Effective persuasive writing COM/120

Bryon Ford

September 2, 2006

Outsourcing and the United States

Outsourcing and the United States: benefit or not? Outsourcing, or off shoring, note many workforce experts, is simply a fact of a global economy. The fact is, the nine-to-five workday is no more, and because of that, United States employers have a choice. They can either go to the expense of hiring a 24/7 workforce to meet the needs of an international marketplace, or they can send there jobs overseas. There are also proven savings when it comes to off shoring as well, namely that workers in India and China are willing to accept less in the way of pay than workers in the United States will (Babcock, 2004). Nearly every United States company is off shoring, or at the very least, considering doing so (Babcock, 2004).

The situation we face here is that technology combined with globalization, which has given us rise to what Gorden (2002) calls, the "virtual state, the virtual corporation and now the outsourced workforce" (24).

But the question we run into here is, what is the impact on the United States workforce when a company off shores? How can something like sending jobs overseas (especially white-collar jobs) do anything except demoralize a workforce that is already skeptical to begin with in the wake of the 1980s through the 1990's downsizing trends?
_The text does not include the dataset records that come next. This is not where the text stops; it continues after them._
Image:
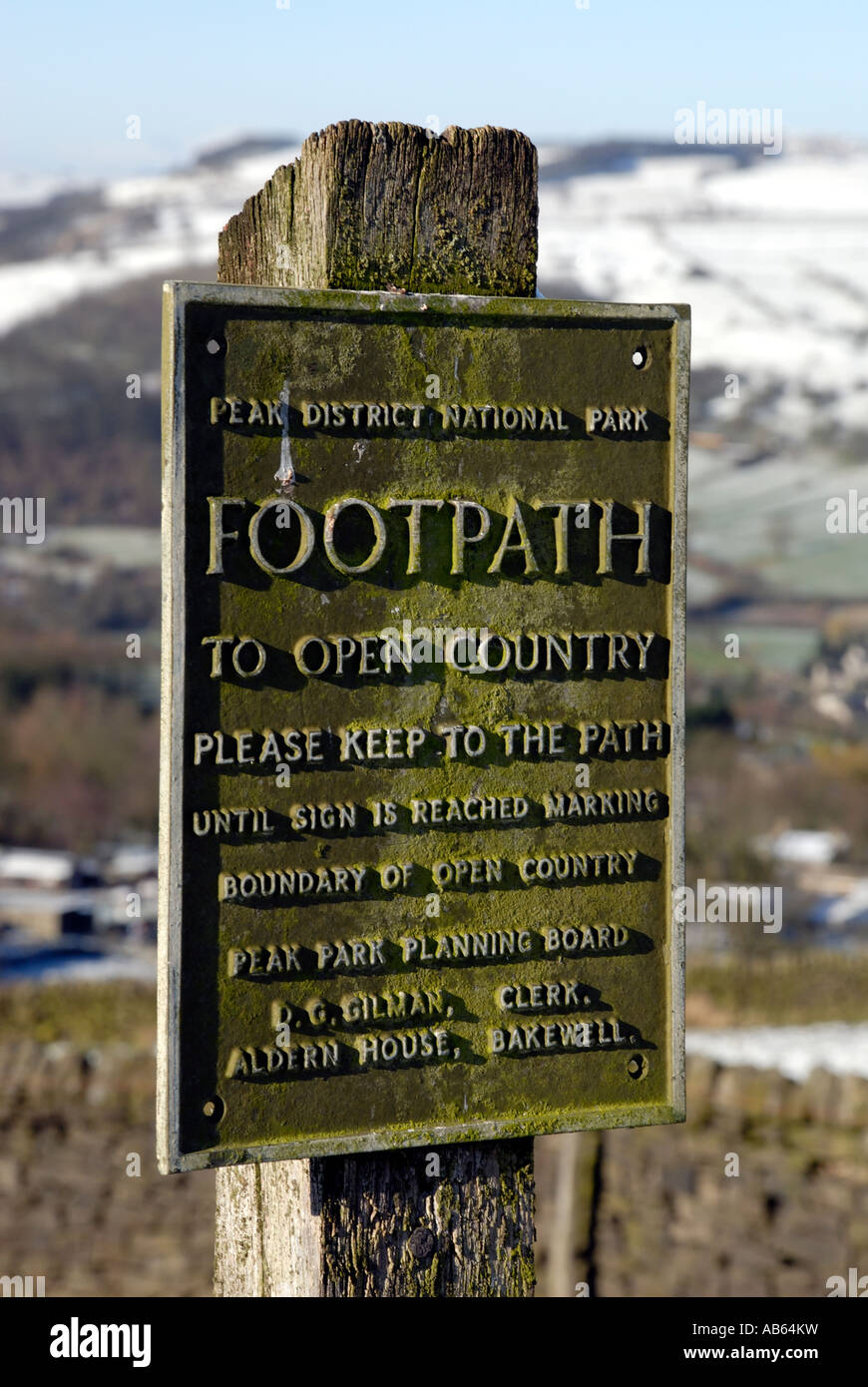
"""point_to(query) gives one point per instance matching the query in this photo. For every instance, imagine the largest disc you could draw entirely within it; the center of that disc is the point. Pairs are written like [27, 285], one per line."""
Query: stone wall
[653, 1211]
[633, 1212]
[70, 1123]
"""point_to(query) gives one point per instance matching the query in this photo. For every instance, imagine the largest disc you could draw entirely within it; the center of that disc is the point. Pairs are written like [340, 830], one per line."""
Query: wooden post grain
[387, 207]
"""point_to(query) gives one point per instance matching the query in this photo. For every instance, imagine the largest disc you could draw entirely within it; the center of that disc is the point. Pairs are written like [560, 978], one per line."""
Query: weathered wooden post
[348, 477]
[370, 207]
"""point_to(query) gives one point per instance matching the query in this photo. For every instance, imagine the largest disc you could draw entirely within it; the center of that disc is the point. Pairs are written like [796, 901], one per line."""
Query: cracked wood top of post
[373, 206]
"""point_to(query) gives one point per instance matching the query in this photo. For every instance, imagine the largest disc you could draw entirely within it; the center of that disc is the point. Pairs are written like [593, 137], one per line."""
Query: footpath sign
[422, 753]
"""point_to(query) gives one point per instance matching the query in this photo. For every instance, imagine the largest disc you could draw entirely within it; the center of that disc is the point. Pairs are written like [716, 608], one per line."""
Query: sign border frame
[178, 294]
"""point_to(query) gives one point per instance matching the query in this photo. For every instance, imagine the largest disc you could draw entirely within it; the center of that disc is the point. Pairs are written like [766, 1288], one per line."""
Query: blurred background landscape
[772, 256]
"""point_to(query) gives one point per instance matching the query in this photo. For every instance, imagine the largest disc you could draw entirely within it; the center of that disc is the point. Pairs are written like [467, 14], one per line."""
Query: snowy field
[795, 1050]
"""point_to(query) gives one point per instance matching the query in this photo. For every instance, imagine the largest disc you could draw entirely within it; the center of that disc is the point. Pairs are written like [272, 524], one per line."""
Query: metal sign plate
[422, 756]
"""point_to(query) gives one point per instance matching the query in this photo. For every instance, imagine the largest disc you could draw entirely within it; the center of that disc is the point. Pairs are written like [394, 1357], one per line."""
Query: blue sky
[198, 71]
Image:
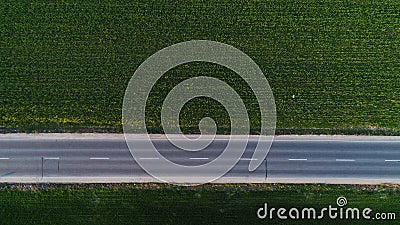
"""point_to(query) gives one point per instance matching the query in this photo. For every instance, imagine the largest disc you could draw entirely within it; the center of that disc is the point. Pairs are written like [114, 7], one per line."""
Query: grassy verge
[165, 204]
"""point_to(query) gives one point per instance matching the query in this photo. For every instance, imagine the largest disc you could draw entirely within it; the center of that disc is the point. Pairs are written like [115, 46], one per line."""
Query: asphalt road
[106, 158]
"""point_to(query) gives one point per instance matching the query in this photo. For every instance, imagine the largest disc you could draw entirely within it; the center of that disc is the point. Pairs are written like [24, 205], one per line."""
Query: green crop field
[334, 66]
[207, 204]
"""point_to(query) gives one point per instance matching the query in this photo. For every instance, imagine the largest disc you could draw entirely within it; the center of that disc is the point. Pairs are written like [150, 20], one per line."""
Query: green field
[165, 204]
[64, 65]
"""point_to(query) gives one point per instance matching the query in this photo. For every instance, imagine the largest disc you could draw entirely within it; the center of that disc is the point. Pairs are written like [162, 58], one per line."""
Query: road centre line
[345, 160]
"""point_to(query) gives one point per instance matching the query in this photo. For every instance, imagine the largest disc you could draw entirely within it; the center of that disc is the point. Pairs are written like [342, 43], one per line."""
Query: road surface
[292, 159]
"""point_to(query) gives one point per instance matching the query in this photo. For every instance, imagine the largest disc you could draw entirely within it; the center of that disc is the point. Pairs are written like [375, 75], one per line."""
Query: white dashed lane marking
[345, 160]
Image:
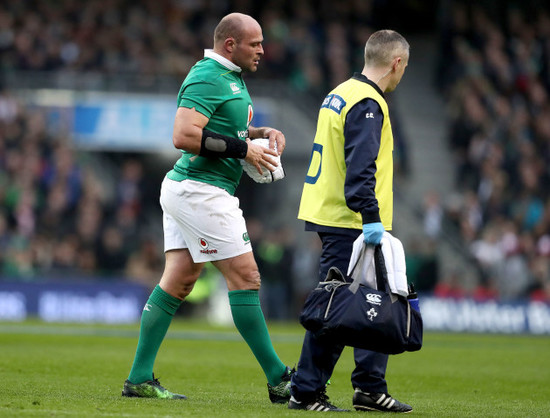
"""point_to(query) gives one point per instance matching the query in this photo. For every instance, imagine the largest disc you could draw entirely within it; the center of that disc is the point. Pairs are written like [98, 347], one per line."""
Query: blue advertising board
[89, 302]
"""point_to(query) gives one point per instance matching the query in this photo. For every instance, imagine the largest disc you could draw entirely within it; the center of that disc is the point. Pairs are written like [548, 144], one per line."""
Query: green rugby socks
[155, 320]
[249, 320]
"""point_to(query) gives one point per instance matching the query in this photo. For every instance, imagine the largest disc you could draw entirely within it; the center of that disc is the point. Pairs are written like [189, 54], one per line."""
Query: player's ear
[396, 62]
[229, 44]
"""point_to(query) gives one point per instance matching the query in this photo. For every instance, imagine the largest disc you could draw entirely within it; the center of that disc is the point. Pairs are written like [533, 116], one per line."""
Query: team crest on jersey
[250, 115]
[235, 88]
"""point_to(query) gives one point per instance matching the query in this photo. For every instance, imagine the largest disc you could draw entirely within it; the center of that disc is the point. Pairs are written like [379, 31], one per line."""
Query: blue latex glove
[372, 233]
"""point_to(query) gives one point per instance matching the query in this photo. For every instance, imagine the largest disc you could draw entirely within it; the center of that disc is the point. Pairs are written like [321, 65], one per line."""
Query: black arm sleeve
[362, 133]
[215, 145]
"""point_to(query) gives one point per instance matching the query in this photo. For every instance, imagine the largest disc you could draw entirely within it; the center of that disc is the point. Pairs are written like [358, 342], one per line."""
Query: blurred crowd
[66, 213]
[313, 44]
[494, 73]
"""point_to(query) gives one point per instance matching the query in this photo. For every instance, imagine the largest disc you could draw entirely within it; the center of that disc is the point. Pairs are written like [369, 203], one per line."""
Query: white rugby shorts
[203, 218]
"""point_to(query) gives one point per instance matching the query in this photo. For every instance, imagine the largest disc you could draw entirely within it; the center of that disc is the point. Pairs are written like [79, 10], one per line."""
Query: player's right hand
[259, 157]
[373, 232]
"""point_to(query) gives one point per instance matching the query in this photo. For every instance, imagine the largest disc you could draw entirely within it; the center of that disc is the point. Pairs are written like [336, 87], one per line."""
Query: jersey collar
[361, 77]
[209, 53]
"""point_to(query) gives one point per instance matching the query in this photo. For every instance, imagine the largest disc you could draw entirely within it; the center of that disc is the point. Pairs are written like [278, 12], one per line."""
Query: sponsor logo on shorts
[204, 245]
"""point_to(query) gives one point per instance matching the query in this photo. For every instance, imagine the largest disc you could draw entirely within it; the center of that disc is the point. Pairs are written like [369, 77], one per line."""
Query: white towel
[394, 255]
The answer we provide to this is, there can not be much advantage to the United States workforce when it comes to off shoring, because off shoring simply increases unemployment in the United States, while providing and emotional backlash against corporate America - one that, in the wake of the corporate scandals of the early 2000s, is not the best thing in the world for the business community. Furthermore, limiting off shoring could impact large organizations profits. General Electric's response to the furor, namely attempts to limit outsourcing could impact earnings (Hansen, 2004) which do not help the issue either.
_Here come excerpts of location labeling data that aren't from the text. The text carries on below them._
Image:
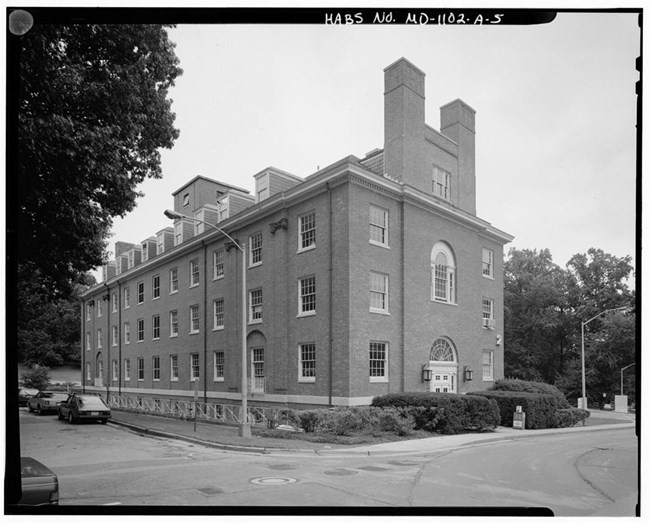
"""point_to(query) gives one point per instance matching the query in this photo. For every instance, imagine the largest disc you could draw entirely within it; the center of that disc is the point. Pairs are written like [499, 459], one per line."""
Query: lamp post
[623, 369]
[583, 400]
[244, 425]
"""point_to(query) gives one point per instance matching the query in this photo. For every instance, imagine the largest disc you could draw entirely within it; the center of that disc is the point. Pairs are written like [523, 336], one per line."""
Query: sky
[555, 116]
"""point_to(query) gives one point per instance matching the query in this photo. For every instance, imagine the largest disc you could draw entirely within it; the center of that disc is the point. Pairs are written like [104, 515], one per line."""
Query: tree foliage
[545, 307]
[93, 113]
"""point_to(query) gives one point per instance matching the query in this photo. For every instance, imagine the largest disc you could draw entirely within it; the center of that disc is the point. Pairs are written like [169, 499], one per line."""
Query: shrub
[529, 386]
[446, 413]
[308, 420]
[539, 408]
[37, 377]
[566, 418]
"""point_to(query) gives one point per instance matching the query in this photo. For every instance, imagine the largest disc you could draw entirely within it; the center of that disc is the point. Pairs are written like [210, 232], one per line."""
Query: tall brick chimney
[404, 126]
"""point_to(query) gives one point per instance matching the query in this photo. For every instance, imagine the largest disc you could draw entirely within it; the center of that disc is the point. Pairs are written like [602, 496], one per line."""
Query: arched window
[443, 274]
[441, 351]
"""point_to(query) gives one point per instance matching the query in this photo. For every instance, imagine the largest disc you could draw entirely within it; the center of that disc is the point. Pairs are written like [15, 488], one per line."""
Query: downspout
[83, 346]
[205, 322]
[331, 300]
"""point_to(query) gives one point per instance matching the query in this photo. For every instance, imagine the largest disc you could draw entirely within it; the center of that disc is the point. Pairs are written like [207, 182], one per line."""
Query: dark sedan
[39, 484]
[46, 402]
[84, 407]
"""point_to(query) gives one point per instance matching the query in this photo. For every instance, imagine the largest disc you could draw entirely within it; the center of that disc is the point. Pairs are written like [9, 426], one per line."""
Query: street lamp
[583, 400]
[623, 369]
[244, 425]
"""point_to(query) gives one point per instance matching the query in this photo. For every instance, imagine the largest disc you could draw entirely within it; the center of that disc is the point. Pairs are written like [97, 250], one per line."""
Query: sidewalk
[227, 438]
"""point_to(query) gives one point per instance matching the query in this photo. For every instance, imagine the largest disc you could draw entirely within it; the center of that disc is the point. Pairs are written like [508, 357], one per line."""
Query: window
[488, 313]
[443, 274]
[378, 362]
[441, 181]
[307, 230]
[173, 323]
[173, 368]
[217, 266]
[378, 292]
[194, 366]
[488, 263]
[194, 272]
[255, 312]
[218, 314]
[378, 226]
[218, 366]
[307, 363]
[256, 249]
[194, 319]
[488, 365]
[140, 333]
[307, 299]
Nor is it coming to an end any time soon, according to Forrester Research, Inc., approximately 830,000 United States service sector jobs (telemarketers, accountants, software engineers, chief technology officers, and others) will have moved abroad by the end of 2006, with 3.4 million additional jobs going overseas by 2015 (Brown and Wilson, 2005).

The literature, as can be imagined, presents a mixed issue. The upside, according to Mann (2005) is that prices are lower and variety of consumer goods and business inputs are greater, as is the process for innovation and efficiency. The downside, of course, is that United States firms go out of business, workers loose their jobs, and this had a bad effect economically on the communities (Mann, 2005).

Johnson and Hamblen (2004) for example, both note that emotional backlash against any plans to send jobs overseas can hurt the morale of talented, gifted employees back home. What does not help is, the senior executives do not communicate the information in the right way, they do not explain the reasons for outsourcing, they downplay the negative or concerns, they hide the plans for as long as they can, then wonder why their employees are so upset and angry when the news finally is apparent (Johnson, 2004).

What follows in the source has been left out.